I want to use libtorch for multi gpu inference, is there any example or tutorial?
Should I clone multi jit::script::Module
and move them to different gpu?
If I’m not mistaken torch::nn::parallel::data_parallel
would be the equivalent to nn.DataParallel
in the Python frontend and in case you would like to use DistributedDataParallel
feel free to add your use case in this poll.
I want to use multi gpu manually, because the input data size is different.
for (int i = 0; i < param_.gpu_size(); ++i) {
torch::Device device(torch::kCUDA, i);
models.push_back(torch::jit::load(MODEL_PATH, device));
models.back()->eval();
}
And I will create gpu_size
threads to run the inference.
Is it the correct way?
I used 2 threads to run the model on 2 gpus, like:
std::vector<std::thread*> threads(0);
int parallel = std::min(param_.gpu_size(),
static_cast<int>(batched_samples.size()));
batches.resize(parallel);
for (int i = 0; i < parallel; ++i) {
batches[i].resize(0);
for (int j = i; j < betched_samples.size(); j += parallel) {
batches[i].push_back(std::move(batched_samples[j]));
}
LOG(ERROR) << "==== predict level-" << l << " batch-"
<< batches[i].size();
threads.push_back(new std::thread(
&predict_torch, models_[i],
std::ref(batches[i]), param_.gpu(i));
}
for (int i = 0; i < threads.size(); ++i) {
threads[i]->join();
delete threads[i];
}
But I got the:
terminate called after throwing an instance of 'c10::Error'
what(): r INTERNAL ASSERT FAILED at "../aten/src/ATen/core/jit_type_base.h":172, please report a bug to PyTorch.
Exception raised from expect at ../aten/src/ATen/core/jit_type_base.h:172 (most recent call first):
frame #0: <unknown function> + 0x101f9b (0x7fa6e14e6f9b in /root/anaconda3/lib/python3.7/site-packages/torch/lib/libc10.so)
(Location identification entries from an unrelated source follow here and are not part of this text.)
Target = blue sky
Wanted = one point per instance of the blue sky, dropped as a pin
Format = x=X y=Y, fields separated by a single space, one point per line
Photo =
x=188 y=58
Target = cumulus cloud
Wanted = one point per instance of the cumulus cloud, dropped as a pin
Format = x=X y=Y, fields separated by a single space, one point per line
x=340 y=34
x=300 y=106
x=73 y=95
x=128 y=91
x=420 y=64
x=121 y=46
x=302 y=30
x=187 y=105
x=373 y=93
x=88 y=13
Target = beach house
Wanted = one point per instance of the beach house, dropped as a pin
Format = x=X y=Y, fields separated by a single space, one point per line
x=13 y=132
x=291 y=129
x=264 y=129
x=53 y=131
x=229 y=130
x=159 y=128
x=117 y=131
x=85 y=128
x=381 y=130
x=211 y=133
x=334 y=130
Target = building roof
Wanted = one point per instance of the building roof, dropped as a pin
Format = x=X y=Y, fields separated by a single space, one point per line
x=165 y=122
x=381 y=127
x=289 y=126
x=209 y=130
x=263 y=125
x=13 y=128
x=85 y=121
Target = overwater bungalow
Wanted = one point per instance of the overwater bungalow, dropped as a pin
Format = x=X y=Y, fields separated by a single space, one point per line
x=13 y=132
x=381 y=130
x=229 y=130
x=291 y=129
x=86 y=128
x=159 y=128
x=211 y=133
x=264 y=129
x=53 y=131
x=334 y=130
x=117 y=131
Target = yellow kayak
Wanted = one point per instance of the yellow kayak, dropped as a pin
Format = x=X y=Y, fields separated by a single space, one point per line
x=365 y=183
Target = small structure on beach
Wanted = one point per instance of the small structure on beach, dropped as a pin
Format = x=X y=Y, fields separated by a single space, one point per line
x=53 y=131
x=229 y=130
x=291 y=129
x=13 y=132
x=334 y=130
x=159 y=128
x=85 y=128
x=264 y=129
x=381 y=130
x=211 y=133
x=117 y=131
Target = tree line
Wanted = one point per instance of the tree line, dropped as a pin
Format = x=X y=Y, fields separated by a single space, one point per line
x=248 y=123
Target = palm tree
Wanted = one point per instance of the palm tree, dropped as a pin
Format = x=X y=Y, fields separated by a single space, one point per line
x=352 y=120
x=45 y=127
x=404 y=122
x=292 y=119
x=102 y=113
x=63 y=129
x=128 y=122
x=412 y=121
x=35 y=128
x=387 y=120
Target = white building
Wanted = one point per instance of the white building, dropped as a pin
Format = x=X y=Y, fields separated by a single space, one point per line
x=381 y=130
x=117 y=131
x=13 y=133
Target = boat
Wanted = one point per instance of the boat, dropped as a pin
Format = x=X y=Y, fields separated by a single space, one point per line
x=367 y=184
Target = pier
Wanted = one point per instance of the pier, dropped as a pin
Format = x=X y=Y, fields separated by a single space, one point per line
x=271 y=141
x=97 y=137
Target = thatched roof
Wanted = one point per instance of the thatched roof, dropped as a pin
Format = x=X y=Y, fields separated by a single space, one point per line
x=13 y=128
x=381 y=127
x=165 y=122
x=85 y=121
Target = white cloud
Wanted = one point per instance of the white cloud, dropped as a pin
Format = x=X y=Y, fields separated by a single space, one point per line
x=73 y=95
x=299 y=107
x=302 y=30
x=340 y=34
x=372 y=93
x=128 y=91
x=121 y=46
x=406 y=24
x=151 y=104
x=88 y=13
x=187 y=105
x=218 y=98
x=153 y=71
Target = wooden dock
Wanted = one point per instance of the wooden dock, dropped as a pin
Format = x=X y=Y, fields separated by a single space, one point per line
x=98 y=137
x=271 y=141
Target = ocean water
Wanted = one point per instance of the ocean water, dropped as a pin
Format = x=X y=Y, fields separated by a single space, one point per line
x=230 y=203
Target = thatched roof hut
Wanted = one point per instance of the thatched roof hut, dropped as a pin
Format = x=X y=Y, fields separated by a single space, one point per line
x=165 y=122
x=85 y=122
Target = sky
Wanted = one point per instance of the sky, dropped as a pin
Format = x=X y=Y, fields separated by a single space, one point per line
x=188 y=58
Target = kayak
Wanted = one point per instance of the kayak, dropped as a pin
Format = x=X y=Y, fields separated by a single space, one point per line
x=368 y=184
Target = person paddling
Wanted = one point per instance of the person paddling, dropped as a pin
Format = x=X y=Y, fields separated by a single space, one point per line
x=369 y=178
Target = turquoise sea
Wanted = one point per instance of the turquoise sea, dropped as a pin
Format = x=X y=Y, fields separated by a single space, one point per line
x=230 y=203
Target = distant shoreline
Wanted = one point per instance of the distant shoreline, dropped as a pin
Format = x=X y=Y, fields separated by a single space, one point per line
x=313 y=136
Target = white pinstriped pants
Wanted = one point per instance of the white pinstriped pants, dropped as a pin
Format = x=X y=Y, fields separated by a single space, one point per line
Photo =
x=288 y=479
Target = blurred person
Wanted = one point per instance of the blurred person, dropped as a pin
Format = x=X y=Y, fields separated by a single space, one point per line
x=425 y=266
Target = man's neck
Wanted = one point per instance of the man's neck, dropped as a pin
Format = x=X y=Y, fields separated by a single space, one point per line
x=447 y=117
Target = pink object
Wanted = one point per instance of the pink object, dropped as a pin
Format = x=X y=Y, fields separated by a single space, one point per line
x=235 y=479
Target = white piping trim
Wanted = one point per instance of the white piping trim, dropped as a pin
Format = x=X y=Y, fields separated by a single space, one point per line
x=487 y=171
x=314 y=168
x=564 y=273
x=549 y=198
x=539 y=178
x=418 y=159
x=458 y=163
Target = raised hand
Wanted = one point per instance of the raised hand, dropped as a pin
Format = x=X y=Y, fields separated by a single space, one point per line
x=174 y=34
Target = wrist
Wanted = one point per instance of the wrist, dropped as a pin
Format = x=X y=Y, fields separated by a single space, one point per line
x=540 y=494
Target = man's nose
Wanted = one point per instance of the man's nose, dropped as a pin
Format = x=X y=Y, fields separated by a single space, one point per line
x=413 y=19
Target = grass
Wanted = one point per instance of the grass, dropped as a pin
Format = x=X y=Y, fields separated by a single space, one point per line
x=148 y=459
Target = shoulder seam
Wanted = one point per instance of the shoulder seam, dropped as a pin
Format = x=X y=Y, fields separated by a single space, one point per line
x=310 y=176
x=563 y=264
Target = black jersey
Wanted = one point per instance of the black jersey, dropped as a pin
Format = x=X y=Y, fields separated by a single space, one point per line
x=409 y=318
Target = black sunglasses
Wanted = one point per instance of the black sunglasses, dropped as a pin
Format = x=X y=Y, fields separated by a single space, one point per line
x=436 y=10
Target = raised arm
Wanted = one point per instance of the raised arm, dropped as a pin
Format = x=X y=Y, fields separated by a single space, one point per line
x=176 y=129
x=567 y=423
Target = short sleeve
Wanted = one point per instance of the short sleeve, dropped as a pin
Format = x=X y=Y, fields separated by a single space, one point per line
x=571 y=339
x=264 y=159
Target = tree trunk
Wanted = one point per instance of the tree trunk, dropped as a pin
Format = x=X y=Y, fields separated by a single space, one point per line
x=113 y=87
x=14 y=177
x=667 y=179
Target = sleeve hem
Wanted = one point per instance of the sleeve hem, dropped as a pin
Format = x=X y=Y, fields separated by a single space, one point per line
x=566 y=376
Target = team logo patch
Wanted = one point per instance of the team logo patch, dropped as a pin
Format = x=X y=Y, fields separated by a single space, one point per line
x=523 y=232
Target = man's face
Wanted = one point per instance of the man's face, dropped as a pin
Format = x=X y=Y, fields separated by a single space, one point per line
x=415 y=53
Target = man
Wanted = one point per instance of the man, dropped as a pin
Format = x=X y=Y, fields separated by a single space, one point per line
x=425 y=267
frame #1: std::function<std::__cxx11::basic_string<char, std::char_traits<char>, std::allocator<char> > ()>::operator()() const + 0x4c (0x7fa6e14e7e20 in /root/anaconda3/lib/python3.7/site-packages/torch/lib/libc10.so)
frame #2: c10::Error::Error(c10::SourceLocation, std::__cxx11::basic_string<char, std::char_traits<char>, std::allocator<char> >) + 0x40 (0x7fa6e14e6030 in /root/anaconda3/lib/python3.7/site-packages/torch/lib/libc10.so)
frame #3: std::shared_ptr<c10::ClassType> c10::Type::expect<c10::ClassType>() + 0xbb (0x7fa6c2ae3b1b in /root/anaconda3/lib/python3.7/site-packages/torch/lib/libtorch_cpu.so)
frame #4: c10::ivalue::Object::type() const + 0x41 (0x7fa6c2ad10f1 in /root/anaconda3/lib/python3.7/site-packages/torch/lib/libtorch_cpu.so)
frame #5: <unknown function> + 0x5ec04cf (0x7fa6c69c14cf in /root/anaconda3/lib/python3.7/site-packages/torch/lib/libtorch_cpu.so)
frame #6: torch::jit::Object::find_method(std::__cxx11::basic_string<char, std::char_traits<char>, std::allocator<char> > const&) const + 0x37 (0x7fa6c69d48c1 in /root/anaconda3/lib/python3.7/site-packages/torch/lib/libtorch_cpu.s
o)
frame #7: torch::jit::Object::get_method(std::__cxx11::basic_string<char, std::char_traits<char>, std::allocator<char> > const&) const + 0x50 (0x7fa6d7179414 in /root/ecopia-weaver-multi-scale-framework/src/build/libecopia_weaver.
so)
frame #8: torch::jit::Module::forward(std::vector<c10::IValue, std::allocator<c10::IValue> >) + 0xba (0x7fa6d717979a in /root/ecopia-weaver-multi-scale-framework/src/build/libecopia_weaver.so)
frame #9: ecopia::ml::CaffeForwardMultiScale::predict_torch(torch::jit::Module*, std::vector<std::vector<ecopia::ml::Sample*, std::allocator<ecopia::ml::Sample*> >, std::allocator<std::vector<ecopia::ml::Sample*, std::allocator<ec
opia::ml::Sample*> > > > const&, int, int, int, int, ecopia::ml::LevelInfo const&, std::unordered_map<int, MultiChannelRasterData<float>*, std::hash<int>, std::equal_to<int>, std::allocator<std::pair<int const, MultiChannelRasterD
ata<float>*> > >&, std::unordered_map<int, MultiChannelLabelMap<unsigned char>*, std::hash<int>, std::equal_to<int>, std::allocator<std::pair<int const, MultiChannelLabelMap<unsigned char>*> > >&, std::unordered_map<int, SingleCha
nnelLabelMap<unsigned char>*, std::hash<int>, std::equal_to<int>, std::allocator<std::pair<int const, SingleChannelLabelMap<unsigned char>*> > >&) + 0x139c (0x7fa6d7172224 in /root/ecopia-weaver-multi-scale-framework/src/build/lib
ecopia_weaver.so)
Anyone have ideas?
If I run the model on one of the two gpus, both can work.